Maybe you found Earl Sweatshirt’s 2013 major-label debut, Doris, a touch too abrupt, disconsolate, and insular. Perhaps you laughed it off, like “next time out, there’ll be hooks and party songs”; surely, pop Earl was imminent. Well, wrong. Pop Earl is nowhere in evidence on I Don’t Like Shit, I Don’t Go Inside. There are fewer hooks here, fewer guest stars, fewer outside producers. Overall, in easily quantifiable terms, there’s just less: the 10 songs clock in at almost 30 minutes, which makes Doris’ 15-track, 45-minute span seem extravagant in comparison. All that, and I Don’t Like Shit… is notably less carefree. For all the pathos on offer, the digital-thriller movie poster cover art may as well feature the rapper born Thebe Kgositsile donning a miner’s helmet, peering warily from a cavern.
Though Kgositsile turned 21 this past February, he’s experienced an especially tumultuous adolescence: coming up as part of upstart rap collective Odd Future as a teen, being packed off to Samoa with his at-her-wits-end mother, returning to the States, and trying to navigate a Second Act in American Life that he isn’t sure he even really wants. If Doris was Earl considering these issues alone before a mirror, I Don’t Like Shit… is serious therapist’s couch spelunking. Turns out that hip-hop semi-stardom isn’t necessarily as advertised: it’s groupies taking advantage as you take advantage of them, everyone you meet ask favors (“you can talk to Clancy/you need a feature or quote from me”), you toast your friends but your friends are bullshit, there’s a constantly buzzing smartphone but no time to overcome the kind of hang-ups we all struggle with.
Lead single “Grief,” a warped emotional amalgamation of Prodigy’s “Mac 10 Handle” and Drake’s myriad raps about holing up inside to cut records, best encapsulates the tense mood of this album. Earl’s self-production is gothic and chilly, a clanky industrial drone as knotted as his brambling rhyme schemes: “Lately I’ve been panicking a lot/Feeling like I’m stranded in a mob/Scrambling for Xanax out the canister to pop/Never getting out of hand.” This fear of losing control pervades every moment, even on a song packed with veiled barbs at Odd Future homies and joyless, carnal asides. “Off Top” ejaculates minor-key piano, sampled voice snippets, and batteries of close-knit percussion, then leads off curt: “How you doin’, but what’s your motive, ho?” “Inside” gleams and glows like proto-R&B, surprisingly vulnerable—but it’s sneaky, insinuating; before your ears, Earl’s looser, conversational cadence—like he’s trying to chat us up, let us in, and switches in mid-stride, coarsening.

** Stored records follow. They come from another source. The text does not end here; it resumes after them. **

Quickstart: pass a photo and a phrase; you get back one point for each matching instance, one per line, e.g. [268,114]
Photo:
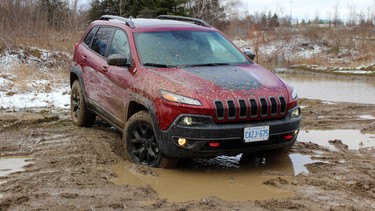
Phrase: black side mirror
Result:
[250,54]
[117,60]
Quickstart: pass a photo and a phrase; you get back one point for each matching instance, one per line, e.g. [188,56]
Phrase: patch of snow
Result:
[328,102]
[360,72]
[57,98]
[50,93]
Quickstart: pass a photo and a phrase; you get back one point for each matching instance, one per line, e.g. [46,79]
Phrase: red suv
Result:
[179,88]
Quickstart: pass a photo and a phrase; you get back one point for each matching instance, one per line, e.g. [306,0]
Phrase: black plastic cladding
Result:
[252,108]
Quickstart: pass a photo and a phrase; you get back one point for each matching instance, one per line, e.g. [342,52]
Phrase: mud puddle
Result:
[228,178]
[9,165]
[332,89]
[354,139]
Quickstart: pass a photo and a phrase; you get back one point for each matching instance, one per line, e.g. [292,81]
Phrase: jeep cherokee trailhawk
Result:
[178,88]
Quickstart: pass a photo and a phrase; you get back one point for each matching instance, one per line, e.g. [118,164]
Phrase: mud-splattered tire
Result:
[81,116]
[141,145]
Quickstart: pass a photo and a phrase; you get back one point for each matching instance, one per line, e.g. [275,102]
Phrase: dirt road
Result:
[71,168]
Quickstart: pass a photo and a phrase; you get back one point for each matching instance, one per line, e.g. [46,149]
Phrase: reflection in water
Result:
[331,89]
[353,138]
[229,178]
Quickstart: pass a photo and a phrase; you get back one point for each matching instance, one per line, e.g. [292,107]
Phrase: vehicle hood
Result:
[219,80]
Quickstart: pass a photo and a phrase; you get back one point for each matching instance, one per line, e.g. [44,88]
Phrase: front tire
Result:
[81,116]
[141,145]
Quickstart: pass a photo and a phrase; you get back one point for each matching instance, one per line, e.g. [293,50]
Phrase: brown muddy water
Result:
[354,139]
[9,165]
[332,89]
[229,178]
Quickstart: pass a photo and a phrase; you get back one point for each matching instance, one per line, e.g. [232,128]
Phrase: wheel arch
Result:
[138,103]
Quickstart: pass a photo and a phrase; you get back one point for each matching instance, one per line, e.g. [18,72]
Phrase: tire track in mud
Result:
[72,168]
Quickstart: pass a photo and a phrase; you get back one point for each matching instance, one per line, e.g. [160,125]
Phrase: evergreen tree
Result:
[137,8]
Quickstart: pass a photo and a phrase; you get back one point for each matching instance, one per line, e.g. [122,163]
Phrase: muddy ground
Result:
[71,168]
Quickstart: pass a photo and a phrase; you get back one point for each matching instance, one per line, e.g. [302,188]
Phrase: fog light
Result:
[182,141]
[296,113]
[214,144]
[187,120]
[288,137]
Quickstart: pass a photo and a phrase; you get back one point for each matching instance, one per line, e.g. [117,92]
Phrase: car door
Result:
[95,66]
[117,87]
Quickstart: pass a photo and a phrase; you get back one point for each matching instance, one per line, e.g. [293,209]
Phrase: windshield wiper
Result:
[207,64]
[157,65]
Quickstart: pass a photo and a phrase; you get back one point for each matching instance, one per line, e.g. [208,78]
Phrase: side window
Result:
[101,40]
[120,44]
[89,36]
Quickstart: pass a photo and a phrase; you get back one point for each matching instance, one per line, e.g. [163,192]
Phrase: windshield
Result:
[186,48]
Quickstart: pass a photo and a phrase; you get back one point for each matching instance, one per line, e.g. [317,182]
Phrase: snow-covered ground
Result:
[32,78]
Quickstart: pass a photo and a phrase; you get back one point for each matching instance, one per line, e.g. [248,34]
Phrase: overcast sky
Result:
[308,9]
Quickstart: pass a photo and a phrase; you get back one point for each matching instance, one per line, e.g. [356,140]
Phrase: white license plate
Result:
[252,134]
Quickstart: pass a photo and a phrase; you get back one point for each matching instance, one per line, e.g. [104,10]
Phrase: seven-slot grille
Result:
[250,108]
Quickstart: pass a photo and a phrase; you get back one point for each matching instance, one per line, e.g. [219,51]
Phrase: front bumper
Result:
[227,138]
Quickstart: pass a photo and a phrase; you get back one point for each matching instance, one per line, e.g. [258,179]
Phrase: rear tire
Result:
[141,145]
[81,116]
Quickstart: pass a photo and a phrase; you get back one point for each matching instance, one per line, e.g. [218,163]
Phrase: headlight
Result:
[179,98]
[296,113]
[195,121]
[294,94]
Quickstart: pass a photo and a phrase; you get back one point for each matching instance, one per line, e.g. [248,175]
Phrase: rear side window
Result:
[120,44]
[89,36]
[101,40]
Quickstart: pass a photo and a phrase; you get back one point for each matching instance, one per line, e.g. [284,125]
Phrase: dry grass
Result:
[31,78]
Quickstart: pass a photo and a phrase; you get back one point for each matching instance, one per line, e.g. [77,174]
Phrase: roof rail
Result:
[182,18]
[127,21]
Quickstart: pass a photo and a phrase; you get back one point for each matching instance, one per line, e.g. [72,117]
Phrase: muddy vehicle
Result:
[179,88]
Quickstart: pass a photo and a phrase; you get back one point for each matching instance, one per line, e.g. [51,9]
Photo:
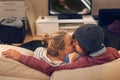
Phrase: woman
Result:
[58,45]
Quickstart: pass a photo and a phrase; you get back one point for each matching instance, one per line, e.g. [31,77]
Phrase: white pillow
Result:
[12,68]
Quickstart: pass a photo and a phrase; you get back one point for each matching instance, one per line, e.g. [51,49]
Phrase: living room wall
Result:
[96,5]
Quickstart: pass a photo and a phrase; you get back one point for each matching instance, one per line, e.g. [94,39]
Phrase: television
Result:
[69,9]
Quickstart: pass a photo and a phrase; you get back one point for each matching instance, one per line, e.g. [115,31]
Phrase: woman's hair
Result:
[55,42]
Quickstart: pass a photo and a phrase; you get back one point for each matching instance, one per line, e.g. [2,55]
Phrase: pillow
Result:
[107,71]
[12,68]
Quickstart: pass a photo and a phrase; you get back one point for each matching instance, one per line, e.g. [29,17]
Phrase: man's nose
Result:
[73,44]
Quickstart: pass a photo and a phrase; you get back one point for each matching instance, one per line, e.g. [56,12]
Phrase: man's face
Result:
[77,47]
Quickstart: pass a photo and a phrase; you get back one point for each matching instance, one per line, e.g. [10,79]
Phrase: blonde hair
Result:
[55,42]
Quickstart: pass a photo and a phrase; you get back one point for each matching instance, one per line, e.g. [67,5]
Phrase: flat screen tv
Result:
[69,9]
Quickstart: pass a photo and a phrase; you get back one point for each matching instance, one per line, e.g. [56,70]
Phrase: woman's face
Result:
[78,48]
[68,44]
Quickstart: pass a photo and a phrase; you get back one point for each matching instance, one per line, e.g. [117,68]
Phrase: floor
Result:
[28,38]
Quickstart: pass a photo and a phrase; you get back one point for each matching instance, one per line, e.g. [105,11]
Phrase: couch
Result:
[13,70]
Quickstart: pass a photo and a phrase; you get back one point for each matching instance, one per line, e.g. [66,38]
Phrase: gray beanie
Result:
[90,37]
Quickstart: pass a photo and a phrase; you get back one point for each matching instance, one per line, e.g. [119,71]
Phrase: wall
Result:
[98,4]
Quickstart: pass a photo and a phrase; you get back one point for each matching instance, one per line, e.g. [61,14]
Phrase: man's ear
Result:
[61,52]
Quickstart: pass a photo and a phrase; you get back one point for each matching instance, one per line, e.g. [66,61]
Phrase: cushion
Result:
[107,71]
[12,68]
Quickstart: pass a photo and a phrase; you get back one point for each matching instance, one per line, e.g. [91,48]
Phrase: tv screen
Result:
[69,8]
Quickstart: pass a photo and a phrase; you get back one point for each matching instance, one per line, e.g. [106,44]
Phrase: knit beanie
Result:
[90,37]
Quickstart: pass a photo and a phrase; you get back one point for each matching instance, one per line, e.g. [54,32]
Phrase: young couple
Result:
[86,42]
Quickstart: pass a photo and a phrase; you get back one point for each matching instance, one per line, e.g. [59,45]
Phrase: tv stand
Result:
[51,24]
[69,17]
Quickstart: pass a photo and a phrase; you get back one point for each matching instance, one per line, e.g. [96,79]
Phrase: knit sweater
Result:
[85,61]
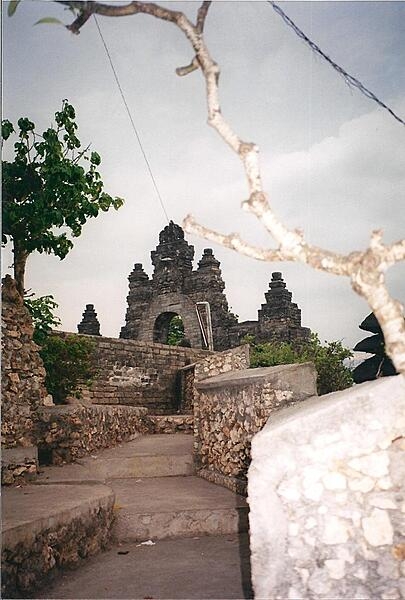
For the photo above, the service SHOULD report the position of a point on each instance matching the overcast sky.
(333, 162)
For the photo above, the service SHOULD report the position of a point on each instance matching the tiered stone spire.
(172, 259)
(279, 317)
(89, 324)
(175, 289)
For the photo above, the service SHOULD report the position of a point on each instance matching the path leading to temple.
(196, 545)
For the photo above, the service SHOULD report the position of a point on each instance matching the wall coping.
(60, 409)
(138, 343)
(334, 407)
(250, 376)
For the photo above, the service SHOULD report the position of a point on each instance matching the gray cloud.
(332, 163)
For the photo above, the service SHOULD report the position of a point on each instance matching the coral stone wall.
(22, 372)
(138, 373)
(232, 407)
(34, 552)
(23, 389)
(66, 433)
(326, 496)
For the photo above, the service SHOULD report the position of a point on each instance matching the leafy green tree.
(47, 192)
(176, 331)
(329, 359)
(43, 318)
(68, 360)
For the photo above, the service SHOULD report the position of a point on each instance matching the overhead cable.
(132, 120)
(350, 80)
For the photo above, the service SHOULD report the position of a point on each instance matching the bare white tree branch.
(365, 269)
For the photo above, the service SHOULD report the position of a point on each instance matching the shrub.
(67, 360)
(68, 365)
(329, 359)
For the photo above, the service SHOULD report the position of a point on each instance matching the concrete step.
(170, 507)
(210, 567)
(50, 525)
(164, 455)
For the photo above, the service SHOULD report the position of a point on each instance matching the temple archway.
(168, 326)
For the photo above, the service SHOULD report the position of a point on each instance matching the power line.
(350, 80)
(132, 121)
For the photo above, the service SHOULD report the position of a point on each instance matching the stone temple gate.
(175, 288)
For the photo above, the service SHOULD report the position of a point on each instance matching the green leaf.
(49, 21)
(12, 7)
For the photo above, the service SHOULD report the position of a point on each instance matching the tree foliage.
(67, 360)
(176, 331)
(68, 364)
(379, 365)
(48, 193)
(329, 359)
(43, 317)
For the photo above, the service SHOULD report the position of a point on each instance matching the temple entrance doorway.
(168, 329)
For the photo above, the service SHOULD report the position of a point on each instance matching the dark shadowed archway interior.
(168, 329)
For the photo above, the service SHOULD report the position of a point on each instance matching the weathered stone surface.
(170, 423)
(232, 406)
(175, 288)
(66, 433)
(61, 525)
(89, 324)
(326, 488)
(134, 373)
(23, 375)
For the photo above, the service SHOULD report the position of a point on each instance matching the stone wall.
(66, 433)
(230, 408)
(326, 495)
(23, 389)
(137, 373)
(175, 288)
(35, 549)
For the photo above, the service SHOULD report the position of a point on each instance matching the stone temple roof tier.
(175, 289)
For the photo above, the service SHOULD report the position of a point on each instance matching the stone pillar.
(280, 318)
(23, 387)
(89, 324)
(139, 298)
(326, 495)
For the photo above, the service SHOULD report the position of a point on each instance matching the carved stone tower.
(175, 289)
(280, 318)
(89, 324)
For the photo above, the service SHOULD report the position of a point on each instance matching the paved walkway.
(186, 568)
(197, 545)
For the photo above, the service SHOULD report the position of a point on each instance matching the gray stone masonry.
(326, 495)
(175, 288)
(89, 324)
(233, 406)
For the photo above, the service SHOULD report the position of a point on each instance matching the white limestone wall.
(326, 490)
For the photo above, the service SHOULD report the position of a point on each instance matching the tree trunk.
(20, 261)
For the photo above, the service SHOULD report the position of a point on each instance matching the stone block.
(325, 492)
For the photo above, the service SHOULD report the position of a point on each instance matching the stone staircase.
(155, 494)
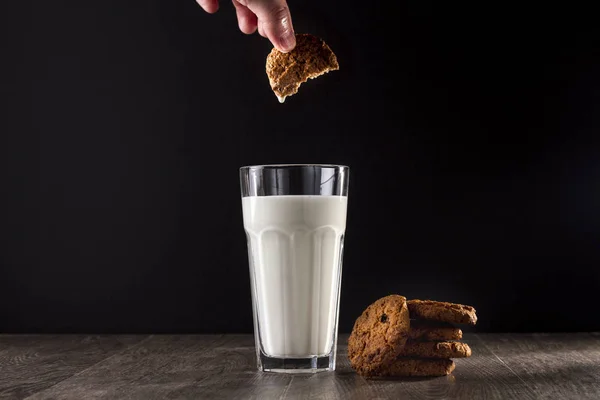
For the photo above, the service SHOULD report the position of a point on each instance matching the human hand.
(271, 17)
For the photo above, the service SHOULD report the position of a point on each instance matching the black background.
(471, 132)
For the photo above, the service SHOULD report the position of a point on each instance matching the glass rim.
(286, 166)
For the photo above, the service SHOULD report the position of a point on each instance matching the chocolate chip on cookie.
(444, 312)
(435, 350)
(379, 335)
(425, 330)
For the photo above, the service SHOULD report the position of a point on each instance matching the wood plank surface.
(503, 366)
(31, 363)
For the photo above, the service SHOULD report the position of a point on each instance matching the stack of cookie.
(394, 337)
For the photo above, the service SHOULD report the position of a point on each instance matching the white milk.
(295, 245)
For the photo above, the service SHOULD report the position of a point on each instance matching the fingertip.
(247, 27)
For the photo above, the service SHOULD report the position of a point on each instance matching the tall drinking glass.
(295, 219)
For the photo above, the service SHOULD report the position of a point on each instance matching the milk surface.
(295, 251)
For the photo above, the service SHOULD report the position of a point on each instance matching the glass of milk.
(295, 218)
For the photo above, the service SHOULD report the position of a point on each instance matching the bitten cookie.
(379, 334)
(310, 58)
(435, 350)
(433, 331)
(418, 367)
(440, 311)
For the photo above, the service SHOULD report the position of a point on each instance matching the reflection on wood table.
(503, 366)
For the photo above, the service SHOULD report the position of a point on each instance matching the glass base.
(308, 365)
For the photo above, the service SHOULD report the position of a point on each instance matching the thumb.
(276, 21)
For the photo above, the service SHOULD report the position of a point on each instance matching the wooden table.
(503, 366)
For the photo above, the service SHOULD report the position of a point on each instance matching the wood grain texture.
(31, 363)
(224, 367)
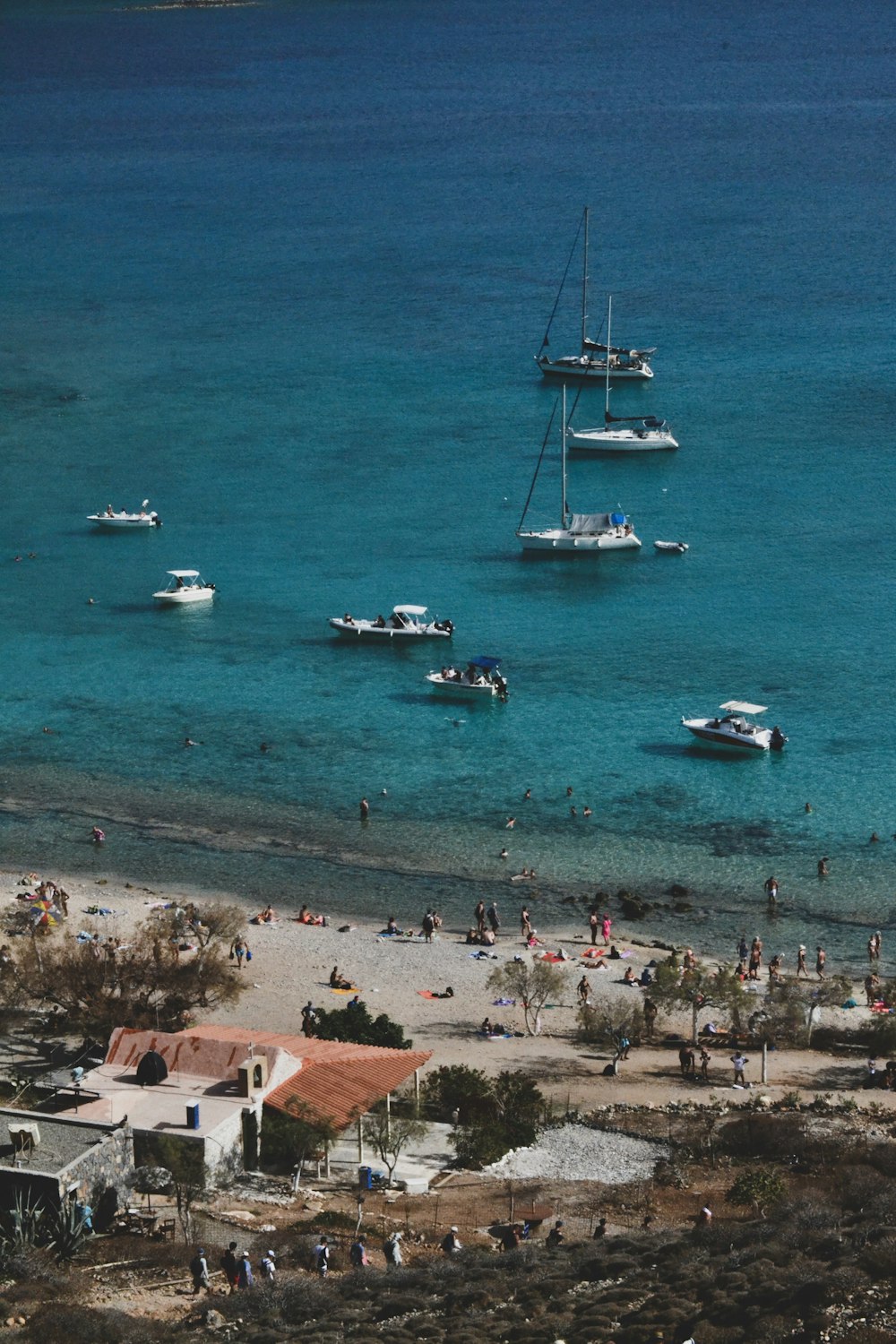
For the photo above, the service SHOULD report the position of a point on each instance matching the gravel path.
(575, 1152)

There are other voices on I Don’t Like Shit… (all of whom blend in nicely) but this is very clearly Earl’s show. On first listen, there doesn’t seem to be there there; only with time and patience is it possible to unpack and digest the all the internal rhymes, self-contradictions, and landmines embedded. There’s an artistry to this ugliness; depression, blunts, and white wine have hardly dulled his ability to turn a vivid phrase without quite reverting to the full gross-out misogyny he cut his teeth on. A funny thing happened to me. I spent the first handful of listens supremely worried about Earl, the way I would worry about an at-risk son or nephew—will his demons ultimately consume him before he has a chance to figure out who he is?—until I recognized that the exquisite care poured into these songs into these songs demonstrates that, sooner or later, he’ll emerge from the darkness he’s lost in now, stronger.